Au Rijksmuseum

Vue du Rijskmuseum

 

Quinze ans. Je peux dire cela à présent : cela fait quinze ans et même un peu plus que je suis allée à Amsterdam et que j’en ai ramené le souvenir d’un musée gigantesque, haut et sombre, et d’un parquet qui craque. Depuis, j’ai pris quelques centimètres supplémentaires et la mémoire d’autres voyages : quoique très grand, le Rijskmuseum ne me paraît plus démesurément gigantesque. Rénové de fond en comble, il aligne désormais des salles claires, lumineuses, qui ne cumulent plus des étages de tableaux sur un même pan de mur. Les voûtes sont toujours présentes mais, repeintes en même temps que les murs, elles confèrent au bâtiment une modernité à la fois esthétique et respectueuse de l’histoire.

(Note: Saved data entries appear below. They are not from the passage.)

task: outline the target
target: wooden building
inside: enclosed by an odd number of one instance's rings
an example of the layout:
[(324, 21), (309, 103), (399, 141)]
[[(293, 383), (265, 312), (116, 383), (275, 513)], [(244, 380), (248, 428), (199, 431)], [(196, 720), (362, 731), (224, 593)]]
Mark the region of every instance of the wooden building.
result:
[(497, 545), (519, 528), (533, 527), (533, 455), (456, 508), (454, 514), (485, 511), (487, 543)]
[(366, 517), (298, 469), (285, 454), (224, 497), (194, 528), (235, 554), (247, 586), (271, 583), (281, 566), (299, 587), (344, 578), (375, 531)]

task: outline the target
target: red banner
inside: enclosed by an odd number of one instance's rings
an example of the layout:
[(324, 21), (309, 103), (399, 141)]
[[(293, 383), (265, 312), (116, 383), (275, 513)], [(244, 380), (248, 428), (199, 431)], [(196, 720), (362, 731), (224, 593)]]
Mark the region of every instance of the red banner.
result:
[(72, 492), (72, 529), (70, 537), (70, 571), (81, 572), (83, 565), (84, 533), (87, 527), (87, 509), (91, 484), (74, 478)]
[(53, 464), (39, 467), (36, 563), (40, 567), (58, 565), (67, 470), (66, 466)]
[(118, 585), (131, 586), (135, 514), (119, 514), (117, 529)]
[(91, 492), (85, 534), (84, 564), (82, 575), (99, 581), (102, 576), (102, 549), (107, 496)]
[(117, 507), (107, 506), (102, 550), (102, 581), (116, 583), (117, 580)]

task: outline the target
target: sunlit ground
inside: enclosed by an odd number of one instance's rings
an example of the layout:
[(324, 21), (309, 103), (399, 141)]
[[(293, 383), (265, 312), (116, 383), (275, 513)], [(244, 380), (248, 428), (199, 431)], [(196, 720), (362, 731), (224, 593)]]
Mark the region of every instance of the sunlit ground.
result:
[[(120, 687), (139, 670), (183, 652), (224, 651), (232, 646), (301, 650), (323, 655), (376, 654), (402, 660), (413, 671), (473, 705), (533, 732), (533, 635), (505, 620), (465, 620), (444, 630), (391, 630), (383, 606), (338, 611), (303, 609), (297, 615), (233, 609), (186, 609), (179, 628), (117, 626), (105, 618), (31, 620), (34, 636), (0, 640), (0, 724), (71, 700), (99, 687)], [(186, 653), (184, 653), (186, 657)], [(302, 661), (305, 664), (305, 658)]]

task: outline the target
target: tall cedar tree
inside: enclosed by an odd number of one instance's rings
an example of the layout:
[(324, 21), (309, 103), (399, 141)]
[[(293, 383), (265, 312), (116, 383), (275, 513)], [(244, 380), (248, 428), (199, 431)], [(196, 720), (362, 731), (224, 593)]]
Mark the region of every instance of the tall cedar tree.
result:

Hall intérieur du Rijksmuseum

 

La seule chose qu’on ait perdu au change, c’est le calme. Je me souviens être restée devant La Laitière, seule, le temps de me remettre de ma surprise : le tableau est tout petit. Aujourd’hui, impossible de s’abîmer dans la contemplation, on peut déjà s’estimer heureux si l’on aperçoit le tableau. Vermeer et Rembrandt se livrent une guerre sans merci, à qui sera le plus admiré, le plus photographié – Van Gogh étant hors compétition, dans son propre musée, à part. La Jeune Fille à la perle, autrefois perdue au fond d’une salle abritant des marines tempétueuses, derrière un pan de mur, a disparue, emportée dans les flots de touristes ou, à l’abri, dans les réserves ou un autre musée – allez savoir. Je préfère me concentrer sur tous les peintres que je ne connais pas, cette ignorance étant un petit scandale. Et inventer des légendes idiotes. Voici à quoi ressemblerait une visite express du Rijksmuseum si j’étais guide. 

 

Hercule emmène son lion chez le dentiste

Ouvrez la bouche et faites “Aaaaaaah” ou Hercule emmène son lion chez le dentiste.

 

Mary Magdalene, Carlo Crivelli

Mary Magdalene n’est pas très photogénique, sur ce coup : il faut bien voir que le corsage, presque en relief à force d’ouvrage, ressemble à une armure, que les doigts fins délicatement recourbés se détachent sur le fond dorés comme dans un Klimt et que le bas de la robe, rouge, prend des allures de Mucha. Tout ça dans une peinture du XVe siècle. Surprenante et fascinante.
 

 

Des paires et des paires de jambes

La Laitière, de Vermeer

 

JanVeth, portrait de ses trois soeurs

Portrait of Cornelia, Clara and Johanna Veth, Jan Veth 

Jan Veth “portrayed his three sisters with painstainking honesty”. Ou comment minutieusement éviter de dire qu’on les trouve laides. Alors que ce n’est pas tout à fait juste ; peut-être parce que j’anime Clara du souvenir d’une élève de cours de danse, à laquelle elle me fait penser, mais aussi parce que Cornelia a un visage incroyablement expressif. Je l’imagine comme une gouvernante qui a vu beaucoup de choses et serait l’ancêtre de McGonagall. Bah quoi ?

 

Breitner-George-Hendrik-Girl-in-white-kimono-Sun

Girl in White Kimono, George Hendrik Breitner, 1894

Est-ce la pose, contorsionnée, ou la lumière du kimono ? On croirait que Lewis Carroll s’est entiché d’une figure dramatique japonaise.

 

summer-luxuriance

Summer Luxuriance, Jacobus va, Looy, aux environs de 1900

Peut-être deux mètres de large : autant dire un océan de jacinthes dans lesquelles se noyer à la tombée de la nuit. Et au-dessus, lorsqu’enfin on arrive à relever la tête, la lumière rougeoyante d’un coucher de soleil. Rencontre fortuite de Van Gogh et de Magritte. Étrange parfum.

 

Voilà, voilà, n’oubliez pas de laisser un petit mot pour le guide en partant.